Conforming lower-order shell elements based on Reissner-Mindlin plate theory generally exhibit an over-stiff response under loading, typically manifested through various forms of locking. A recently developed hierarchic optimisation approach addresses locking by enriching the conforming strains with hierarchic strain terms towards an objective ‘smoother’ strain distribution afforded by the element, which has proven to be effective in relieving shear, membrane and distortion locking in 9-noded quadrilateral shell elements. Nevertheless, in some practical structural problems that involve complex geometry, triangular shell elements are required to avoid a highly distorted mesh of quadrilateral elements. This paper presents a family of 6-noded Reissner-Mindlin triangular shell elements based on the hierarchic optimisation approach. The proposed curved triangular shell elements not only effectively alleviate inaccuracies arising from locking, but also embrace the desirable characteristics of spatial isotropy and insensitivity to element distortion. The family of 6-noded triangular elements have been incorporated within a co-rotational framework to allow large displacement analysis of thin to moderately thick plates and shells. Several numerical examples are finally presented to demonstrate the effectiveness and accuracy of the proposed 6-noded shell element formulation as well as its superior locking-free performance compared to existing shell elements.
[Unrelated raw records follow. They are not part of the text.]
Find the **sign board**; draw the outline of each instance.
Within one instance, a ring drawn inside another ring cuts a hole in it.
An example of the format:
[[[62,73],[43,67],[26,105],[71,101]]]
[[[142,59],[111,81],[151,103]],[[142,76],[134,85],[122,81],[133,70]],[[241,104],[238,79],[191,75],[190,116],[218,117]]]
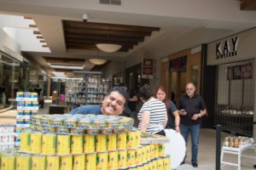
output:
[[[251,29],[208,44],[207,65],[250,60],[255,56],[256,29]]]
[[[143,59],[142,78],[153,78],[153,59]]]

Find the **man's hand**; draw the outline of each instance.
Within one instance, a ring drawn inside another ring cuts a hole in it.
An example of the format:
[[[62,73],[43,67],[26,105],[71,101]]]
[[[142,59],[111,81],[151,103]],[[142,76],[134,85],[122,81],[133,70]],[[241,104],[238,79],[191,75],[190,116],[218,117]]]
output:
[[[195,115],[191,117],[191,119],[194,120],[194,121],[195,121],[195,120],[197,120],[199,117],[201,117],[201,113],[195,114]]]

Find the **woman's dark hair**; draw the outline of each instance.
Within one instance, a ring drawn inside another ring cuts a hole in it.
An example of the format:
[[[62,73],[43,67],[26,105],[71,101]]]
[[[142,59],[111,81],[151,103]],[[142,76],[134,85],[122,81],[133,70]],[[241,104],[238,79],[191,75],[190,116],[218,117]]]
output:
[[[166,109],[168,110],[170,109],[170,107],[171,107],[171,101],[170,101],[170,99],[168,99],[168,97],[166,95],[166,88],[165,88],[165,87],[163,85],[160,85],[159,87],[157,87],[156,89],[155,89],[155,91],[154,91],[154,96],[155,98],[157,98],[156,97],[156,94],[157,94],[158,90],[161,90],[161,91],[163,91],[166,94],[166,99],[162,102],[166,105]]]
[[[124,90],[122,87],[118,87],[118,86],[113,87],[108,91],[106,95],[108,96],[112,92],[119,93],[125,98],[125,104],[129,102],[130,99],[129,94],[125,90]]]
[[[140,88],[138,96],[139,98],[143,98],[143,99],[145,100],[148,100],[152,96],[152,93],[148,84],[145,84]]]

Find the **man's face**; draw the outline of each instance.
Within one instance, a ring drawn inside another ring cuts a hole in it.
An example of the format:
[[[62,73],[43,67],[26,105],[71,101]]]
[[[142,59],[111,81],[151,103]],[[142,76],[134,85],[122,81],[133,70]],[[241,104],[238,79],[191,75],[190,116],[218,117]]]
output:
[[[102,101],[102,111],[104,115],[119,115],[125,109],[125,99],[118,92],[112,92]]]
[[[189,97],[193,97],[195,94],[195,86],[191,83],[187,84],[186,86],[186,94],[188,94]]]

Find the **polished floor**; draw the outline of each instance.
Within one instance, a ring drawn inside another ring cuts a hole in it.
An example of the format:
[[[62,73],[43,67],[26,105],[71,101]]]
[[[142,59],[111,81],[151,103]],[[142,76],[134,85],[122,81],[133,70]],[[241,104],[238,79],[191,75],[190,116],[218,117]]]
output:
[[[48,114],[49,106],[51,105],[51,101],[45,102],[44,107],[39,110],[39,114]],[[3,115],[3,114],[1,114]],[[3,117],[2,117],[3,118]],[[10,117],[8,117],[9,120]],[[15,119],[15,116],[13,117]],[[185,164],[177,167],[177,169],[198,169],[198,170],[214,170],[215,169],[215,154],[216,154],[216,131],[214,129],[201,129],[200,144],[198,153],[198,167],[194,168],[190,164],[191,159],[191,144],[190,139],[189,139],[187,146],[187,159]],[[230,136],[230,133],[222,133],[222,141],[224,141],[226,136]],[[241,170],[253,170],[253,164],[256,164],[256,151],[255,150],[247,150],[243,152],[245,155],[255,156],[255,158],[242,158],[241,159]],[[224,155],[224,158],[226,161],[231,162],[237,162],[237,158],[235,156]],[[171,160],[172,162],[172,160]],[[236,169],[233,166],[225,165],[221,167],[222,170],[233,170]]]

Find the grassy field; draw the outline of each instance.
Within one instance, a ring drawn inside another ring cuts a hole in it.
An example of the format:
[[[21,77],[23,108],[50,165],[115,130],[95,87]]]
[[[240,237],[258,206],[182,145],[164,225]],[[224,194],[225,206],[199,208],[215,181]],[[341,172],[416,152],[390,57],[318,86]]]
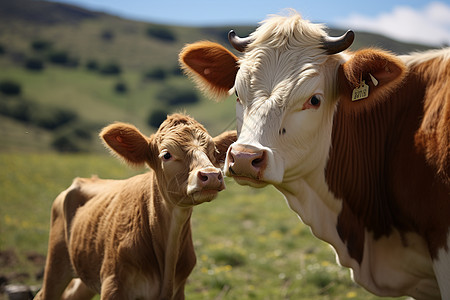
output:
[[[0,276],[37,286],[56,195],[76,176],[118,179],[143,171],[98,154],[2,153],[0,167]],[[379,299],[350,280],[273,188],[227,180],[215,201],[195,208],[192,224],[197,265],[187,299]]]

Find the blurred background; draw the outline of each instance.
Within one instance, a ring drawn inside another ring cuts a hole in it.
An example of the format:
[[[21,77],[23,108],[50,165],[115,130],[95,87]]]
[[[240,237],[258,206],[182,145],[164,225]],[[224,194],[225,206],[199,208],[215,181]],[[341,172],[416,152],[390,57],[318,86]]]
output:
[[[151,134],[167,114],[186,112],[212,135],[234,129],[234,97],[203,97],[177,55],[198,40],[230,49],[230,29],[246,36],[285,8],[330,35],[353,29],[352,49],[450,44],[449,1],[0,0],[0,299],[13,284],[39,288],[51,203],[72,178],[144,171],[108,156],[103,126]],[[228,181],[215,202],[193,217],[199,262],[188,299],[377,299],[272,188]]]

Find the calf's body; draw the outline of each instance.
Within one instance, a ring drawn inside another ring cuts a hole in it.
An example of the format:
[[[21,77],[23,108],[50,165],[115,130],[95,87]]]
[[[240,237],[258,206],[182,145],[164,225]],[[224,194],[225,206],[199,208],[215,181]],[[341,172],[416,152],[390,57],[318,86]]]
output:
[[[128,162],[151,170],[125,180],[76,178],[56,198],[36,298],[184,299],[196,261],[192,209],[224,188],[217,166],[235,133],[213,140],[193,119],[174,115],[150,138],[126,124],[101,135]]]

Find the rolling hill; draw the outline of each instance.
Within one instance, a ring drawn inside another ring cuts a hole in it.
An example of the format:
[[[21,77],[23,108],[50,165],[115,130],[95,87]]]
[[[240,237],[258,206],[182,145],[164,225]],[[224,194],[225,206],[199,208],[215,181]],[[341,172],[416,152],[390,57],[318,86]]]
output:
[[[20,89],[0,93],[0,151],[97,151],[100,127],[124,121],[150,133],[155,112],[186,111],[212,134],[233,128],[232,101],[203,98],[177,67],[184,44],[227,46],[231,28],[245,36],[255,26],[163,26],[55,2],[0,1],[0,83]],[[353,48],[363,46],[427,48],[357,33]],[[192,93],[193,103],[167,104]]]

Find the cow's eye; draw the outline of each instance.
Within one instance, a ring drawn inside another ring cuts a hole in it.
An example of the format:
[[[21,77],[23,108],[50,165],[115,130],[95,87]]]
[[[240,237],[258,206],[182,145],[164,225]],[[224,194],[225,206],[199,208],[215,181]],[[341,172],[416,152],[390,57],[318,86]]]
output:
[[[312,106],[318,107],[320,105],[320,99],[316,95],[312,96],[311,99],[309,99],[309,104]]]
[[[164,155],[163,155],[164,160],[169,160],[171,158],[172,158],[172,154],[170,154],[169,152],[164,153]]]

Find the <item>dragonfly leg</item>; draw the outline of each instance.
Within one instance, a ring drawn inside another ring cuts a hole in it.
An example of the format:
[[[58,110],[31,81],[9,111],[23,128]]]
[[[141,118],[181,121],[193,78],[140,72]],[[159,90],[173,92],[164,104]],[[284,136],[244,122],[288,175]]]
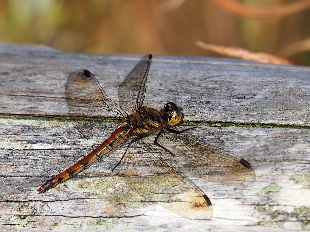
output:
[[[163,130],[162,130],[161,131],[159,131],[159,133],[158,133],[158,135],[157,135],[157,136],[156,136],[156,138],[155,138],[155,140],[154,140],[154,144],[155,144],[156,146],[158,146],[159,147],[162,148],[165,150],[166,151],[169,153],[170,153],[170,154],[172,156],[174,156],[174,155],[171,152],[169,151],[168,149],[166,148],[164,146],[160,145],[160,144],[159,144],[157,142],[157,140],[158,139],[158,138],[159,137],[159,136],[160,136],[162,134],[162,131]]]
[[[170,131],[170,132],[173,133],[175,133],[175,134],[181,134],[181,133],[183,133],[183,132],[185,132],[187,131],[189,131],[190,130],[192,130],[192,129],[194,129],[195,128],[198,128],[198,127],[192,127],[190,128],[188,128],[187,129],[185,129],[185,130],[183,130],[182,131],[178,131],[177,130],[172,129],[171,128],[169,128],[169,127],[166,128],[166,129],[168,131]]]
[[[123,159],[123,158],[124,158],[124,157],[125,156],[125,155],[126,154],[126,153],[127,152],[127,150],[128,150],[128,148],[129,148],[129,147],[130,146],[130,145],[133,144],[134,143],[137,142],[137,141],[138,140],[140,140],[141,139],[145,137],[145,136],[140,136],[139,137],[137,137],[137,138],[135,138],[131,140],[131,141],[130,141],[130,142],[129,143],[129,144],[128,145],[128,146],[127,147],[127,148],[126,148],[125,152],[124,153],[124,154],[123,154],[123,155],[122,156],[122,158],[121,158],[121,159],[117,163],[116,165],[114,166],[114,167],[112,169],[112,170],[111,170],[112,172],[113,171],[113,170],[115,169],[115,168],[117,167],[118,165],[121,163],[121,162],[122,161],[122,160]]]

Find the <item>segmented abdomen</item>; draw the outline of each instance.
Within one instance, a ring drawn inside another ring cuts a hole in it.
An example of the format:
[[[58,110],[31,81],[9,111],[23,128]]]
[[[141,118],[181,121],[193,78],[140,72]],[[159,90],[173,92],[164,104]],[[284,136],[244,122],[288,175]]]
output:
[[[65,171],[47,181],[38,191],[40,193],[46,192],[73,177],[105,157],[127,141],[130,136],[130,130],[129,126],[122,126],[117,128],[100,146]]]

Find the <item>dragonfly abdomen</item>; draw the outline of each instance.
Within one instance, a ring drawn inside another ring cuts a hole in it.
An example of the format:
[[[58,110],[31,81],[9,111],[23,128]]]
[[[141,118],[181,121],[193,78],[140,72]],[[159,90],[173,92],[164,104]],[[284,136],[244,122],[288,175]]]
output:
[[[129,126],[118,128],[100,146],[67,170],[47,181],[38,191],[40,193],[46,192],[73,177],[105,157],[127,141],[130,136],[130,131]]]

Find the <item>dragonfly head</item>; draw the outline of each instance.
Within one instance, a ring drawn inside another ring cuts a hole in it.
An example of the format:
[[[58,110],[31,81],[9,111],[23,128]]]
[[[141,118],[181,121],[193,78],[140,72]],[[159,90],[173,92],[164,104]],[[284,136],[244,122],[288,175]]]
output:
[[[168,102],[165,105],[162,111],[167,114],[168,126],[174,127],[183,120],[184,117],[183,110],[173,102]]]

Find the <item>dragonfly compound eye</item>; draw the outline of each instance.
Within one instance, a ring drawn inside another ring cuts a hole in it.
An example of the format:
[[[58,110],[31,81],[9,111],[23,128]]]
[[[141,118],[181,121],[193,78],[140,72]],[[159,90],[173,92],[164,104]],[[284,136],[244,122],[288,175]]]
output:
[[[173,102],[168,102],[165,105],[163,110],[167,114],[168,125],[174,127],[181,122],[184,117],[183,110]]]

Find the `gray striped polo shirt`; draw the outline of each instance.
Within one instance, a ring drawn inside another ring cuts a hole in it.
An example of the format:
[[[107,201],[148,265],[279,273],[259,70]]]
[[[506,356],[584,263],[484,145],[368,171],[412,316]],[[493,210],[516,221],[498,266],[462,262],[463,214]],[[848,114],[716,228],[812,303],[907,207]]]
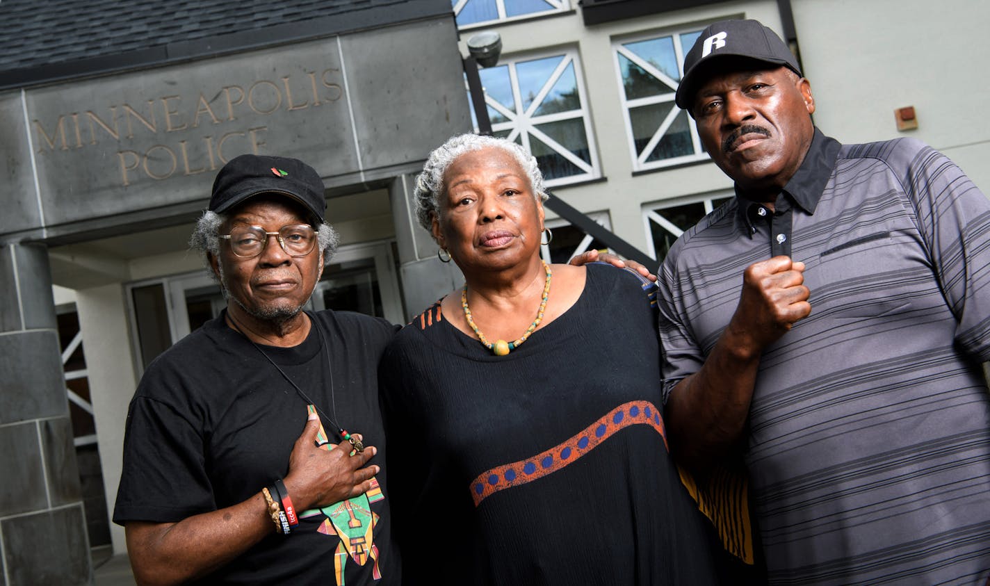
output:
[[[664,259],[665,393],[778,253],[806,263],[812,313],[764,350],[749,412],[771,583],[984,584],[990,200],[918,141],[816,130],[773,212],[737,197]]]

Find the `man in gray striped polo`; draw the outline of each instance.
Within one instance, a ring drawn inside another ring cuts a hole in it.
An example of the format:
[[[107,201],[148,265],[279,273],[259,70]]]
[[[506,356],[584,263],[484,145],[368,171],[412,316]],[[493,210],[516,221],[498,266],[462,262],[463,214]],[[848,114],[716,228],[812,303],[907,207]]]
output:
[[[918,141],[815,129],[755,21],[708,27],[684,70],[736,198],[661,267],[672,448],[742,453],[771,583],[987,583],[990,201]]]

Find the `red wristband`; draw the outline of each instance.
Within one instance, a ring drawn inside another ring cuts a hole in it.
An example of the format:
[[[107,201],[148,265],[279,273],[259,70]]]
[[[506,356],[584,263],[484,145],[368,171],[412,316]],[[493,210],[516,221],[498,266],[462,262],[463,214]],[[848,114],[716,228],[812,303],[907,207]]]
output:
[[[289,491],[285,488],[285,483],[282,482],[281,478],[275,481],[275,487],[278,489],[278,494],[282,499],[282,510],[285,511],[285,517],[288,518],[289,526],[295,527],[299,525],[299,518],[296,517],[296,508],[292,506]]]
基于 Reissner-Mindlin 板理论的一致低阶壳单元通常在载荷下表现出过硬的响应，通常通过各种形式的锁定表现出来。最近开发的分层优化方法通过使用分层应变项来丰富符合应变以实现由单元提供的客观“更平滑”应变分布来解决锁定问题，这已被证明可有效缓解 9 节点四边形壳中的剪切、膜和变形锁定元素。然而，在一些涉及复杂几何形状的实际结构问题中，需要三角形壳单元来避免四边形单元的高度扭曲网格。本文提出了一个基于层次优化方法的 6 节点 Reissner-Mindlin 三角壳单元族。所提出的弯曲三角形壳单元不仅有效地减轻了锁定引起的不准确性，而且还具有空间各向同性和对单元变形不敏感的理想特性。6 节点三角形单元系列已被纳入同向旋转框架中，以允许对薄到中等厚的板和壳进行大位移分析。最后给出了几个数值例子来证明所提出的 6 节点壳单元公式的有效性和准确性，以及与现有壳单元相比其优越的无锁定性能。6 节点三角形单元系列已被纳入同向旋转框架中，以允许对薄到中等厚的板和壳进行大位移分析。最后给出了几个数值例子来证明所提出的 6 节点壳单元公式的有效性和准确性，以及与现有壳单元相比其优越的无锁定性能。6 节点三角形单元系列已被纳入同向旋转框架中，以允许对薄到中等厚的板和壳进行大位移分析。最后给出了几个数值例子来证明所提出的 6 节点壳单元公式的有效性和准确性，以及与现有壳单元相比其优越的无锁定性能。